Generally used with “soft” assignments. Each point contributes to the mean and covariance of each component but the points that are far away only contribute a little.

Under the hood it finds these parameters using an algorithm called Expectation Maximization. The idea is to treat the clusters as hidden variables.

Choose starting guesses for the location and shape
Repeat until converged:
- E-step: for each point, find weights encoding the probability of membership in each cluster
- M-step: for each cluster, update its location, normalization, and shape based on all data points, making use of the weights

spherical: each component has its own single variance
diag: each component has its own diagonal covariance matrix which results in axis-aligned clusters
tied: all components share the same general covariance matrix which results in Gaussian components with the same shape and orientations
full: each component has its own general covariance matrix which results in Gaussian components with different shapes and different orientations

k = 3
estimators = {
    cov_type: GaussianMixture(
        n_components=k, covariance_type=cov_type, max_iter=20, random_state=0
    )
    for cov_type in ["spherical", "diag", "tied", "full"]
}

plot_gmm_cov_types(estimators, X_train)

../_images/cf3b4675ddce7e31bf5be2f7fc700602962b648db0d6a42d48e7df8af8caa739.png

pd.DataFrame(estimators["full"].predict_proba(X_train)[10:20]).round(4)

	0	1	2
0	0.9996	0.0000	0.0004
1	0.9899	0.0101	0.0000
2	0.9966	0.0034	0.0000
3	0.9999	0.0001	0.0000
4	0.9961	0.0039	0.0000
5	0.9935	0.0065	0.0000
6	0.9927	0.0073	0.0000
7	0.9981	0.0000	0.0019
8	0.9839	0.0157	0.0003
9	1.0000	0.0000	0.0000

Since GMM is a generative model, we can get the log likelihood of the model generating this data.

estimators["full"].score(X_train)

-5.073780282241252

It’s possible to do model selection, i.e., selecting the appropriate covariance type and the number of components based on Akaike Information Criterion (AIC) or Bayesian Information Criterion (BIC) which penalize complex models.

n_components = range(1, 15)

gmm_models = [GaussianMixture(n_components=k).fit(X_train) for k in n_components]
aic_scores = [model.aic(X_train) for model in gmm_models]
bic_scores = [model.bic(X_train) for model in gmm_models]

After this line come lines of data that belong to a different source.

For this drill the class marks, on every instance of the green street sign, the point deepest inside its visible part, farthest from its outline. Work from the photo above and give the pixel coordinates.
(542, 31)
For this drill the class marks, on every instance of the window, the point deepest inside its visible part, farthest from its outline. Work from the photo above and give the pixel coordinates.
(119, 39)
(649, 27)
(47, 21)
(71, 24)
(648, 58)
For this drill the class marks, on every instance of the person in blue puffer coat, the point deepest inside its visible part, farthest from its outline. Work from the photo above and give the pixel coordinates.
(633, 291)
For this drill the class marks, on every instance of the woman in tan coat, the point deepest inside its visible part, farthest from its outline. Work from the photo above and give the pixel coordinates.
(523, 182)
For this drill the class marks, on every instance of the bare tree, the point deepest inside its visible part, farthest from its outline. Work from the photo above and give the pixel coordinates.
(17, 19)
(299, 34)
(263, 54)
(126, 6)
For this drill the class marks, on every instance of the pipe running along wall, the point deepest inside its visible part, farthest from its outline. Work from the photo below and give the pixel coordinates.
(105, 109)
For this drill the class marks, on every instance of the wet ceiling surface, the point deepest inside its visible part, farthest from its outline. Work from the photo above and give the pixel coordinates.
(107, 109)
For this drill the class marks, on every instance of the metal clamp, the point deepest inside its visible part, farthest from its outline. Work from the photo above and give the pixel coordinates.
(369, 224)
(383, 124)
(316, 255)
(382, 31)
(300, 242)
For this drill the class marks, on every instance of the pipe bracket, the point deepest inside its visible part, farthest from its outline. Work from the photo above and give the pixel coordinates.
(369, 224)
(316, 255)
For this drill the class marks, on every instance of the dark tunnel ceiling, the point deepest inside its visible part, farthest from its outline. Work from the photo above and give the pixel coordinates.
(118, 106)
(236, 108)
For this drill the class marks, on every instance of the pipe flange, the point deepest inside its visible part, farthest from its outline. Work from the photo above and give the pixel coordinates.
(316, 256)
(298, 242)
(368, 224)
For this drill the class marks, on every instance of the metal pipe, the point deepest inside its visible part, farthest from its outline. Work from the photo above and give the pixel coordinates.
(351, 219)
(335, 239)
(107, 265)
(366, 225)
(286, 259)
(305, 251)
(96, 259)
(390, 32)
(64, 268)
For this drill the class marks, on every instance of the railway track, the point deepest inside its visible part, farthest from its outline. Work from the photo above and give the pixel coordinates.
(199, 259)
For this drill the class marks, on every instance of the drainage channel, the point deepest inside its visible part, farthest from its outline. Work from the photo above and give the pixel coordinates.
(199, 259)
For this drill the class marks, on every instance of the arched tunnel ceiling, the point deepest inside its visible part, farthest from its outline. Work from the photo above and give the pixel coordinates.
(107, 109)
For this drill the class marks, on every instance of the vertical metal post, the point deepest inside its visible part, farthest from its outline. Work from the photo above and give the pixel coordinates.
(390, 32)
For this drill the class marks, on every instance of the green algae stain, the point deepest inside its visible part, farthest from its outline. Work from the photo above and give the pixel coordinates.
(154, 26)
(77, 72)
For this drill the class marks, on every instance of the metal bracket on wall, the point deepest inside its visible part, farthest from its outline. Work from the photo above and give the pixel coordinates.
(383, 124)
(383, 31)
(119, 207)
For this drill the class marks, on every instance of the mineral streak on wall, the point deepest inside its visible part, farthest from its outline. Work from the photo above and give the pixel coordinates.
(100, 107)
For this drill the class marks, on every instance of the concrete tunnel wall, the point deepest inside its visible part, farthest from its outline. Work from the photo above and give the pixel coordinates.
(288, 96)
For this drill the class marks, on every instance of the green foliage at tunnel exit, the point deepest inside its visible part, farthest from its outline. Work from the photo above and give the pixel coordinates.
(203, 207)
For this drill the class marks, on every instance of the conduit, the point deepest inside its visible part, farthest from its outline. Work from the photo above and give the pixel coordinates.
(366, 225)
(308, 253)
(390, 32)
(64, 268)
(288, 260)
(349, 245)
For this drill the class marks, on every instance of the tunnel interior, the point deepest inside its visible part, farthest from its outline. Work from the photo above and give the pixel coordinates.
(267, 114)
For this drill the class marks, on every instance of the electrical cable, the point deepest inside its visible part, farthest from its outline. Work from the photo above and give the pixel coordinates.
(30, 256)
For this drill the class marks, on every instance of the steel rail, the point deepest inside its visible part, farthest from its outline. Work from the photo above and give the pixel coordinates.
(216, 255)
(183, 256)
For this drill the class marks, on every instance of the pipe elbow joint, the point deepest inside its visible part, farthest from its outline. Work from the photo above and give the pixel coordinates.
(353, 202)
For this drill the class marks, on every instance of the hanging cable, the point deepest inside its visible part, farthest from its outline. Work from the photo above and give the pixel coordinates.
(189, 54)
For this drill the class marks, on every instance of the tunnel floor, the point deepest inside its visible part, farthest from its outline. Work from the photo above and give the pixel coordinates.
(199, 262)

data = np.vstack([n_components, aic_scores, bic_scores]).T
pd.DataFrame(data, columns=["n_components", "aic", "bic"])
np.argmin(bic_scores)
plt.plot(n_components, bic_scores, label="BIC")
plt.plot(n_components, aic_scores, label="AIC")
plt.legend(loc="best")
plt.xlabel("n_components");

../_images/e6c80049dbbd258b0b958a120956de4ea837a3ddd2ad248cd07f668b354c6bbe.png

Clustering with Gaussian mixture models

Gaussian mixture models model the distribution of data as a mixture of \(k\) Gaussian components.
Each Gaussian has a different mean vector and co-variance matrix and a weight associated with it, which control its location, shape, and complexity.
You can control and shape and complexity of the Gaussians by restricting the covariance matrix. There are four common ways to do this in sklearn: spherical, diag, tied, full
Gaussian mixture models are a probabilistic model; they assign a probability to each data point belonging to each cluster. In sklearn, we can access these soft assignments using predict_proba scores.
The model also gives us the log likelihood of fitting the data. It’s possible to calculate AIC and BIC scores and pick the number of components where these scores are the lowest.